Audrey started to ask what that had to do with her, but managed to keep the question on the back of her tongue. Give the man a chance to tell it, Audrey.

“Every relumma, this particular individual would make a payment to me, in order that I not sell the carpet to anyone else. Half of the option payments went toward purchasing the carpet; half went to warehousing and inventory costs. At the time that this individual cast his vote in Council to banish Korval from Liad, he had purchased two thirds of the carpet. The cost of one third of the carpet may, I believe, be well within the means of your house. I am willing to wait upon payment, or to work out a schedule that will not overtax your treasury.”

She saw it again, the stairs dressed in elegant autumn carpeting—and blinked her way back to sense.

“Why?” she asked. “Why not just sell it to somebody else at full price? Or—here’s an idea both of us should’ve thought about—why not put it down in your new digs? I’m gathering you’re telling me that the original arrangement fell through and you got to keep the rug and your money?”
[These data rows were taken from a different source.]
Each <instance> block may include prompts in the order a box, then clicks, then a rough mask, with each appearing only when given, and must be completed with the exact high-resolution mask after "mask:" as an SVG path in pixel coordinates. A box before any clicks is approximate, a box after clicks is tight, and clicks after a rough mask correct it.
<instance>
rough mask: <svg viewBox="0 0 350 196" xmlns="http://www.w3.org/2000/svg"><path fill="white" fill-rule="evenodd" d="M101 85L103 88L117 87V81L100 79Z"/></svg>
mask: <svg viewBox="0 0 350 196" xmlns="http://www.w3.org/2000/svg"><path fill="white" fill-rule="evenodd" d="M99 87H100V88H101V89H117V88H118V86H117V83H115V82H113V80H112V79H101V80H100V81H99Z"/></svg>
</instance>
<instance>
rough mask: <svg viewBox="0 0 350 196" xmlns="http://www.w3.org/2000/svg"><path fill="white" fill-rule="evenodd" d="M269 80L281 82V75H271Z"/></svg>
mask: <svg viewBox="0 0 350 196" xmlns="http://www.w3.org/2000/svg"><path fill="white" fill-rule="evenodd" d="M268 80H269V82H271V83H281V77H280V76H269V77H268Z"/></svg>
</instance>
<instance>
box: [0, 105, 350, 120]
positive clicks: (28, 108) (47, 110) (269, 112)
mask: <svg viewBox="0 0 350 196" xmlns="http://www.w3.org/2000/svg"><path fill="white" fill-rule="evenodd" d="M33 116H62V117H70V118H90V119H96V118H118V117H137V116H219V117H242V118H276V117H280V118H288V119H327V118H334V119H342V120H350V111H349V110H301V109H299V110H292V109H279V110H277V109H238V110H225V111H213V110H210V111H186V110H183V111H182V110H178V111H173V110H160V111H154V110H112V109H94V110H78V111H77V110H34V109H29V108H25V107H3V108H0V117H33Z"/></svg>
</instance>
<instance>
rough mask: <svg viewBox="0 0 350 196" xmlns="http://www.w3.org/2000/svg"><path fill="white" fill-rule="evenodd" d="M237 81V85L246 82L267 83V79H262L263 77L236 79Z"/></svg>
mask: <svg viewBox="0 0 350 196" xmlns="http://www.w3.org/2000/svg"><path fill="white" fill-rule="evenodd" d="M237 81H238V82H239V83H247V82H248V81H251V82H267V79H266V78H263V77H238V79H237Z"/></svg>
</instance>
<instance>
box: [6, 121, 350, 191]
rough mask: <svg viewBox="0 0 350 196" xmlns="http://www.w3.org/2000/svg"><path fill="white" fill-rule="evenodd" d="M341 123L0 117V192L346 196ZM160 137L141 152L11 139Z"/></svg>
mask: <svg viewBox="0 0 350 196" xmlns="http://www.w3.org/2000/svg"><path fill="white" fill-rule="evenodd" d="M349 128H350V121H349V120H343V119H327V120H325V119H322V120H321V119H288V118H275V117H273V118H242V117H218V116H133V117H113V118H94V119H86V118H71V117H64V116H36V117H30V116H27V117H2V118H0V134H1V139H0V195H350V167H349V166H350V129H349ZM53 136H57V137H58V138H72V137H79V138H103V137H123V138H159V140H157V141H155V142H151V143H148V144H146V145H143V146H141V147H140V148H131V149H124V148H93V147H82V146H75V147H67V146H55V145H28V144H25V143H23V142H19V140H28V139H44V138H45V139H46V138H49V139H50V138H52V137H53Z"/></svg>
“I am telling you that, yes.” He extended a hand and put it over hers where it lay on the table. His palm was cool and smooth.

“As to why here and not elsewhere . . . Let us say that I would find it particularly satisfying if the carpet intended to grace the formal gathering room of one of Liad’s fifty High Houses should instead ornament a house involved in the business of joy.”

She thought about that.

“It’s revenge, then?”

“It is Balance,” Luken corrected. “I grant that it is my Balance and not yours, but I hope that you will be able to indulge me.”

She wanted that carpet so bad she could taste it, and yet . . . Balance. Balance was damn near as dangerous as melant’i.

“Let me sleep on it,” she said.

Luken gave her a pretty little seated bow. “Of course. There is no need to make a hasty decision.”